I don't no-follow any internal links, because even if you ask them not to crawl, they will. Even if you ask them not to index those pages, they'll still crawl them. So you don't want to hinder that process anyways. You can use this to send crawlers where you want and even some page rank.

You definitely want to no-index anything dynamically created though. And even if you say not to crawl in robots.txt and no-index directives on the page, they'll still do it. I have folders and sections on my site that I have to occasionally tell Search Console to drop out of the index. I think it lasts 90 days and you have to do it again, which is kind of dumb.

Pick robots.txt or noindex, combining the two won't work well. Google will see the robots.txt, not crawl the page and never see the noindex directive. Pages blocked by robots.txt will still show in the index.

Pages not blocked by robots.txt that have noindex won't be indexed but will still be crawled.

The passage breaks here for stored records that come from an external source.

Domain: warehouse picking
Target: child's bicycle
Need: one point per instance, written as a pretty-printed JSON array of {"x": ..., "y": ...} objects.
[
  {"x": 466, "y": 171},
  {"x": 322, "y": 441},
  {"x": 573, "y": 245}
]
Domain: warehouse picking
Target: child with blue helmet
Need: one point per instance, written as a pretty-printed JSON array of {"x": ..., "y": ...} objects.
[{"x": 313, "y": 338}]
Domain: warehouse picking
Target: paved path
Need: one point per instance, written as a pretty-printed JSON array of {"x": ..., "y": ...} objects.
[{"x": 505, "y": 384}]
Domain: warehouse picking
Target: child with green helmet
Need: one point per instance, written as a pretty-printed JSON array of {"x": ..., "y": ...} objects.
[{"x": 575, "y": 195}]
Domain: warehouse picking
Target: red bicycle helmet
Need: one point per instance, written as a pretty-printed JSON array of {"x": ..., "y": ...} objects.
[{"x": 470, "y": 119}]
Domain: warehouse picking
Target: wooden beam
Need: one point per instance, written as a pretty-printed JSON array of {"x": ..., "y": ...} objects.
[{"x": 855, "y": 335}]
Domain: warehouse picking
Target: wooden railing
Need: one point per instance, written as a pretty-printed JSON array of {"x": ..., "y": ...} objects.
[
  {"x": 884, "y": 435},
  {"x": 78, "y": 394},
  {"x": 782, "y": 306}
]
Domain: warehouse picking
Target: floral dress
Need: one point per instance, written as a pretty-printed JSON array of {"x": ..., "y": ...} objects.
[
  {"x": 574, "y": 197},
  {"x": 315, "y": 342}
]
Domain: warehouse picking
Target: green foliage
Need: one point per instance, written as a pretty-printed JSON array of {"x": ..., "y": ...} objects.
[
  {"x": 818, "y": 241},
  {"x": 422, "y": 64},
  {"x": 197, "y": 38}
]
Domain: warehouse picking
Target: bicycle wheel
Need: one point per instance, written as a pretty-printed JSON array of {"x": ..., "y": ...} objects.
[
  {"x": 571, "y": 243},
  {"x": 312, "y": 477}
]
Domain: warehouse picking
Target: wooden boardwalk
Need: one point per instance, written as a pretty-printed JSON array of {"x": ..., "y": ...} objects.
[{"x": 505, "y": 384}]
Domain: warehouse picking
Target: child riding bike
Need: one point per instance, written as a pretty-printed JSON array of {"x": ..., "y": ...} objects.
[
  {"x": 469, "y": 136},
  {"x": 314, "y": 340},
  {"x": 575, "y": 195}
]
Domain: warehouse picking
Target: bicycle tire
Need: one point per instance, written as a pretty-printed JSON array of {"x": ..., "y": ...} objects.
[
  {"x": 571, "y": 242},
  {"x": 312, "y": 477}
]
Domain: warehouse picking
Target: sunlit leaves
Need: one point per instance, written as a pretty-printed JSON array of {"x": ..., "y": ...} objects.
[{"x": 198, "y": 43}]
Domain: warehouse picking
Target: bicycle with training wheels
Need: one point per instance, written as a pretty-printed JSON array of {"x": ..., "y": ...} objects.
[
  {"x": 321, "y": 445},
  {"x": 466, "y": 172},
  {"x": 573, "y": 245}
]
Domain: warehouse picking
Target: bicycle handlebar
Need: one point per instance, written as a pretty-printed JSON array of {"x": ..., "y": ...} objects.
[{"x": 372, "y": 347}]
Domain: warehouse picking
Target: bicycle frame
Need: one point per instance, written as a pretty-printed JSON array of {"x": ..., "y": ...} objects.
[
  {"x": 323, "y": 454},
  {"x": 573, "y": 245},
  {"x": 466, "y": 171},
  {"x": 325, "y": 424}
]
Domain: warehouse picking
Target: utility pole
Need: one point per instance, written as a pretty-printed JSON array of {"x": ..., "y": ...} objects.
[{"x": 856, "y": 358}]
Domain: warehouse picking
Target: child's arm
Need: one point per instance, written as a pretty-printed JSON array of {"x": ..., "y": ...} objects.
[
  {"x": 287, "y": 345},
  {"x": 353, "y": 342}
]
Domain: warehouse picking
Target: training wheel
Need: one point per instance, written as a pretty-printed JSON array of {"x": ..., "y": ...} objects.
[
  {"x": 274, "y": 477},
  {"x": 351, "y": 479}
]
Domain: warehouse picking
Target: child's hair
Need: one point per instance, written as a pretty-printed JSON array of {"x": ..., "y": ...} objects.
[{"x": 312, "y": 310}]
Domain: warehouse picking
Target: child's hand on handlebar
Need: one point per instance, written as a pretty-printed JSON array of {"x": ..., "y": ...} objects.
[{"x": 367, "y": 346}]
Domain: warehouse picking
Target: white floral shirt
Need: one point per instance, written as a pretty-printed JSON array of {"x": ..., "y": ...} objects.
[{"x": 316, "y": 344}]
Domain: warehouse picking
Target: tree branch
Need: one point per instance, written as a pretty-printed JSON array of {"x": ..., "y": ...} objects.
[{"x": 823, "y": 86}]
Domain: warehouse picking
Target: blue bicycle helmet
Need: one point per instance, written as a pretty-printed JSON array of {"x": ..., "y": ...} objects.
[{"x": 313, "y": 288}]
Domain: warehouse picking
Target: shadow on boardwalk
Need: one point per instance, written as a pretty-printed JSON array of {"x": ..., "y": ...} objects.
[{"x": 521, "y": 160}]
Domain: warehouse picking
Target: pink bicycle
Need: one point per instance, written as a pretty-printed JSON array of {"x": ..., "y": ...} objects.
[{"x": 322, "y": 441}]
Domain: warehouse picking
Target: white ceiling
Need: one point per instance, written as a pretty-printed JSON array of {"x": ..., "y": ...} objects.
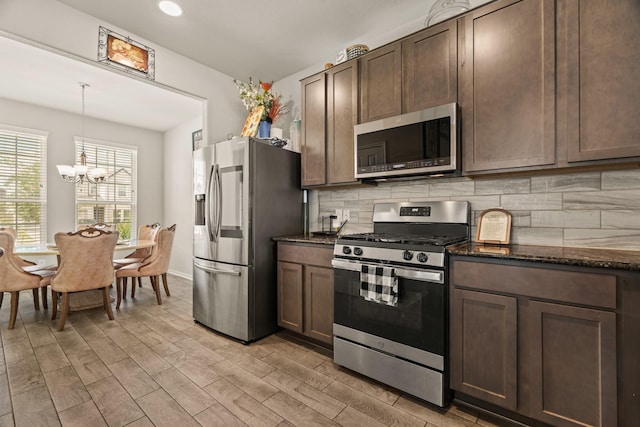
[
  {"x": 241, "y": 38},
  {"x": 37, "y": 76},
  {"x": 263, "y": 39}
]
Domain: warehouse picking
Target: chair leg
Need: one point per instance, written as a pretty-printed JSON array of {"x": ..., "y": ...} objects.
[
  {"x": 43, "y": 294},
  {"x": 36, "y": 300},
  {"x": 133, "y": 286},
  {"x": 14, "y": 308},
  {"x": 107, "y": 302},
  {"x": 64, "y": 311},
  {"x": 118, "y": 292},
  {"x": 166, "y": 285},
  {"x": 54, "y": 303},
  {"x": 155, "y": 282}
]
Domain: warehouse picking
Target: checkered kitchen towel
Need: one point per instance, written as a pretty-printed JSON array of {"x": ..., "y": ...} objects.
[{"x": 379, "y": 284}]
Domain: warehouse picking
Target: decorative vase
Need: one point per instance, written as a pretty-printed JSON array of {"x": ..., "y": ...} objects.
[{"x": 264, "y": 129}]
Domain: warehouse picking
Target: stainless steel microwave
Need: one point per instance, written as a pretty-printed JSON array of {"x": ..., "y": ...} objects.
[{"x": 419, "y": 143}]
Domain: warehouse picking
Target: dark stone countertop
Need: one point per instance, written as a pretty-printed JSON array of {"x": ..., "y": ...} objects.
[
  {"x": 317, "y": 240},
  {"x": 583, "y": 257}
]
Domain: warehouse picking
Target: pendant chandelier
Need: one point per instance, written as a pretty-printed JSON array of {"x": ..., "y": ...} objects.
[{"x": 80, "y": 173}]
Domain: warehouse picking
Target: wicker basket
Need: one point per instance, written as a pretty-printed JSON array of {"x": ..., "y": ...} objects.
[{"x": 357, "y": 50}]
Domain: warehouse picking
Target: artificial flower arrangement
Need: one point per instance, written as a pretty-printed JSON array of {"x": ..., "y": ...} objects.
[{"x": 254, "y": 96}]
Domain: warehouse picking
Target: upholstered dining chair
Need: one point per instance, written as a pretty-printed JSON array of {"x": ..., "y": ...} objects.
[
  {"x": 145, "y": 232},
  {"x": 86, "y": 263},
  {"x": 154, "y": 267},
  {"x": 14, "y": 279},
  {"x": 29, "y": 266},
  {"x": 99, "y": 226}
]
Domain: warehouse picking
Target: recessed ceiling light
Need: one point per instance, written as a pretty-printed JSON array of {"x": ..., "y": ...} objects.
[{"x": 170, "y": 8}]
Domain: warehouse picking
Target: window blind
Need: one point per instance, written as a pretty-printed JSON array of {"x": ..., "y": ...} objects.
[
  {"x": 23, "y": 179},
  {"x": 115, "y": 200}
]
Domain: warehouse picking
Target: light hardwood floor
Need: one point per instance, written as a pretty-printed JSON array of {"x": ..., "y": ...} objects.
[{"x": 153, "y": 365}]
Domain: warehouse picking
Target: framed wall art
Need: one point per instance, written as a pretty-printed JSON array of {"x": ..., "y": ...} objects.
[
  {"x": 494, "y": 226},
  {"x": 128, "y": 55}
]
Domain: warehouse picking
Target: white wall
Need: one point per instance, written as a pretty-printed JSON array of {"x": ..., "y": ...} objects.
[{"x": 177, "y": 181}]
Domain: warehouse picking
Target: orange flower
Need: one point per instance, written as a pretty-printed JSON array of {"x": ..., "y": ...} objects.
[
  {"x": 276, "y": 109},
  {"x": 265, "y": 86}
]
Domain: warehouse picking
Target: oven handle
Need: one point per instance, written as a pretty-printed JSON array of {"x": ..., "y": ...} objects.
[{"x": 422, "y": 275}]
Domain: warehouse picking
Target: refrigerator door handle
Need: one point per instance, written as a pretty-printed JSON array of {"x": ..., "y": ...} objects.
[
  {"x": 214, "y": 198},
  {"x": 218, "y": 201},
  {"x": 216, "y": 270}
]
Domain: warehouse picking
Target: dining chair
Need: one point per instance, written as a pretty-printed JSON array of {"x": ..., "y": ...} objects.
[
  {"x": 14, "y": 279},
  {"x": 154, "y": 267},
  {"x": 99, "y": 226},
  {"x": 86, "y": 263},
  {"x": 145, "y": 232},
  {"x": 29, "y": 266}
]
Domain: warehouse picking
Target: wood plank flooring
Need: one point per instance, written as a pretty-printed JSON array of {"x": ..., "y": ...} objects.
[{"x": 153, "y": 365}]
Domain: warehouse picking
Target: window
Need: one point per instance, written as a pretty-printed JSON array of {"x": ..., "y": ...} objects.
[
  {"x": 114, "y": 201},
  {"x": 23, "y": 190}
]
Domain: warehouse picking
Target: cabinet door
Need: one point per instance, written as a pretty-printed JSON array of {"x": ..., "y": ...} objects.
[
  {"x": 602, "y": 89},
  {"x": 318, "y": 301},
  {"x": 290, "y": 296},
  {"x": 314, "y": 133},
  {"x": 430, "y": 67},
  {"x": 342, "y": 115},
  {"x": 484, "y": 346},
  {"x": 381, "y": 83},
  {"x": 507, "y": 85},
  {"x": 573, "y": 377}
]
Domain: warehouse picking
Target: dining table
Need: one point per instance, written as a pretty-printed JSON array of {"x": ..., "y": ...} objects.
[
  {"x": 52, "y": 249},
  {"x": 87, "y": 299}
]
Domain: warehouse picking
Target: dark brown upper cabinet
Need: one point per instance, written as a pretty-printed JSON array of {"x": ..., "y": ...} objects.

Another option is using search console to control which url parameters are crawled.
 
On relatively small sites (a few thousand pages or less), personally I wouldn't bother with nofollowing internal links. As Ryuzaki said, G / B basically do whatever they want, crawl whatever they want, in as little or as much volume as they want, often indexing things you don't want. Sometimes they seem utterly indiscriminate. Best to just add robots noindex tags on pages you truly don't want indexed, leave everything followed for G / B to sort out, and redirect or 404 things as necessary to eliminate duplicates. For small sites, you want as few roadblocks as possible so they can crawl in as much volume as frequently as possible.

For large or extremely large sites, the same logic may not and probably does not apply. In those cases, it's often necessary to "pull out all the stops" to try and bring G / B inline, or else they will take things to their natural extreme. Trust me on that one, I have horror stories. Crawl rate optimization on large-scale sites can be a very complex and serious affair that has massive implications, and often doesn't follow conventional logic.

Speaking of Google's Search Console and Bing Webmaster, if necessary and if your site has a lot of dynamic stuff you're worried about indexing, don't forget to take advantage of both of their "URL Parameter" tools. This will let you specify certain parameters you want ignored. Again, they're merely recommendations, and the evil G / B will do what they want, however I have seen it help in some cases.
 
@Ryuzaki
You can use this to send crawlers where you want and even some page rank.

Are you implying using internal nofollow links to sculpt the flow of juice? Or did I try to read between the lines there is nothing really there?
 
Pick robots.txt or noindex, combining the two won't work well.

Agreed. I meant I have a combination of the two, but only one of each depending on pages versus folders. I worded that post really poorly.

Are you implying using internal nofollow links to sculpt the flow of juice?

I worded it poorly, nothing to read between the lines. What I meant was, if you have a section of the site set to no-index, you can still have it dofollow. For instance, on Wordpress, I no-index anything that's paged ( /page/2 ), but I leave it followed, because not only does it lead to my own posts but no-follow "leaks" out page rank anyways. It just doesn't end up anywhere, so you might as well cycle it around with dofollow and not have dead-ends for spiders. And you can also choose where to send it with some crafty if-loops or whatever the case calls for.